Dolorosa Sinaga memang kerap menghadirkan perenungan dan refleksi atas perjuangan hak asasi manusia yang terjadi di Indonesia lewat karya-karyanya. Tak jarang, ia sendiri banyak terlibat dalam berbagai gerakan sosial.

“Perjuangan kita adalah perjuangan HAM, kredo utamanya adalah penghormatan atas kemanusiaan dan kehidupan,” katanya. Ia berkomentar kalau kita tak perlu mengajari Masyarakat Adat dalam memelihara dan merawat lingkungan. “Mereka sendiri melindungi hutan dan sungai sebab kehidupan mereka tergantung dengan alam dan lingkungannya. Tak mungkin mereka merusak tempat mereka menggantungkan hidupnya.”

Saat ini, AMAN mencatat terdapat sekitar 40 juta hektar hutan dengan kondisi terbaik yang masih dipertahankan oleh Masyarakat Adat. Di tengah berbagai tekanan atas perampasan wilayah adat melalui izin-izin pertambangan, perkebunan, dan berbagai proyek infrastruktur, Masyarakat Adat bertahan untuk terus menyelamatkan yang tersisa itu.

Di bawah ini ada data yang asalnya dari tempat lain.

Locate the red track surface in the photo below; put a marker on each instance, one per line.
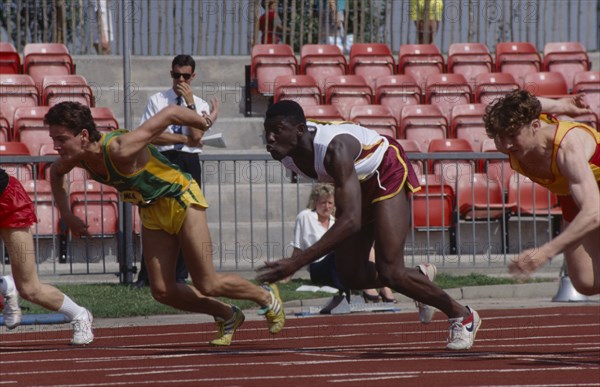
(550, 346)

Di tengah-tengah paparannya, Dolorosa mengatakan potret ironis Indonesia, “Negara ini tak bisa kita katakan melindungi Masyarakat Adat. Apakah pernah terbukti mereka (negara) menjalankan kewajiban tugasnya melindungi Masyarakat Adat dalam perampasan tanah? Tak pernah terjadi karena yang merampas itu mereka.”

Menurutnya, tekanan-tekanan perlu terus dilakukan untuk mengubah pandangan negara terhadap Masyarakat adat.